“How Easter is Different in Australia”
- We don’t color eggs here. In fact, in Australia (and in the UK), “easter egg” refers to a giant chocolate egg usually the size of a football. These kick ass. Granted, you don’t get as many as you do of the hard-boiled ones in the US, but who really eats the hard-boiled ones anyway?
- Bunnies are used in advertising here, but no little kids actually believe a giant bunny will bring you chocolate. You can’t get your picture taken with one in a mall, either. Which is nice, because the Easter Bunny scared the crap out of me as a child.
- Actually, rabbits are a plague in Australia and some folks think they shouldn’t be glamourized at all. That’s why there’s a movement to replace the Easter Bunny with the Easter Bilby, which is a weird native marsupial that kinda looks like a rabbit. As long as it’s chocolate, I’m in favor.
- Everyone here eats hot cross buns for Easter. These are fresh-baked rolls with orange peel and raisin in them, and they have a little white cross of dough on the top. They’re glazed with yummy sugariness too. This is a tradition I think we need to revive in America.
- Though I can’t stand the eggs themselves, I used to love the Cadbury’s Cream Egg commercial in the US with the bunny that clucks like a chicken. You don’t get that here or in the UK. However, you can get the actually eggs pretty much year round outside America. They’re not so much exclusively tied to Easter here.

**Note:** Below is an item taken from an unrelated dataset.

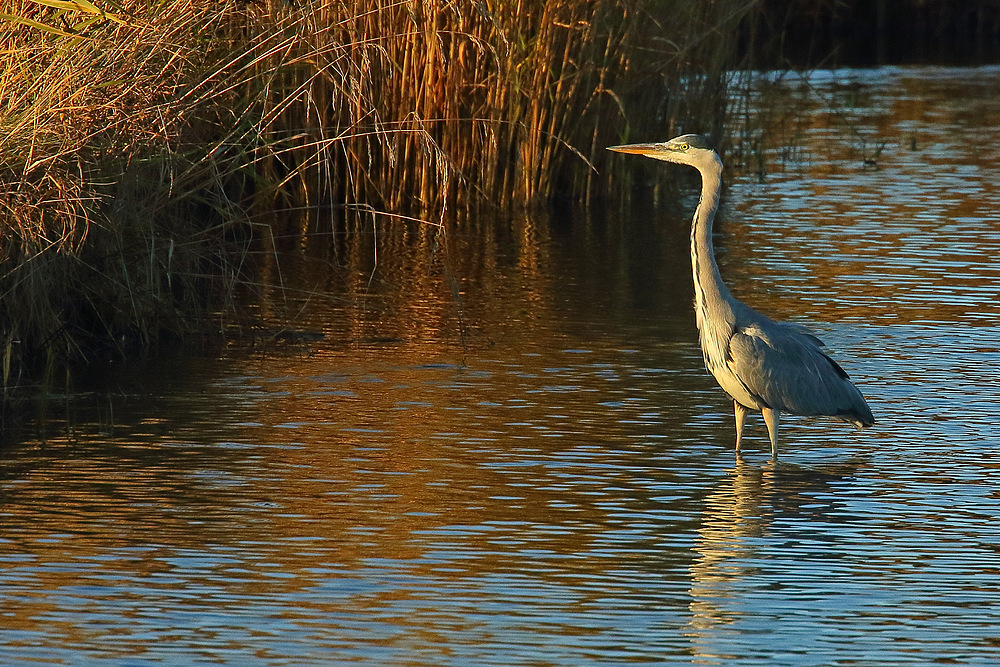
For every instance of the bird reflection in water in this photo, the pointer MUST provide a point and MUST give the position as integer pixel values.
(732, 550)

- About this time every year in Australia you get the “Royal Easter Show”, which is basically the state fair. Yep, Easter is in the Fall here, so that’s when everybody rolls out their prize pumpkins and sheep and stuff. I haven’t been yet, but I’m hoping to make it out this weekend. They’ve got lumberjack competitions! And high-diving pigs! How could we not?
- The very best thing about Easter Down Under: No Peeps! Praise Baby Jesus.
Australians are actually having an extra-special Easter this year, given how late it falls on the calendar. Next Friday is “Anzac Day”, which is a Memorial Day for the Australian and New Zealand Army Corps. (Hence, ANZAC.) It’s a big public holiday. So starting tomorrow with Good Friday, we have four days off work, then three days on, then another three-day weekend off. Hallelujah!
Amy
April 17, 2003 — 6:11 pm
Rob and I are going to the Easter Show on sunday (along with everyone else in the free world) if you are going then we should hook up.
Claire
April 18, 2003 — 3:45 pm
Hey!! Kids here do believe the Easter Bunny brings eggs and leaves them in your garden…(or may be that was just my family). But word to the hot-cross buns bit. They rock!
Kris
April 18, 2003 — 7:45 pm
Ah, okay. I hadn’t heard of it being a big tradition here. At any rate, it’s not as huge a deal as it is in the States. There, the Easter Bunny is second only to Santa Claus in the “bringing you lots of great crap for no reason” pantheon.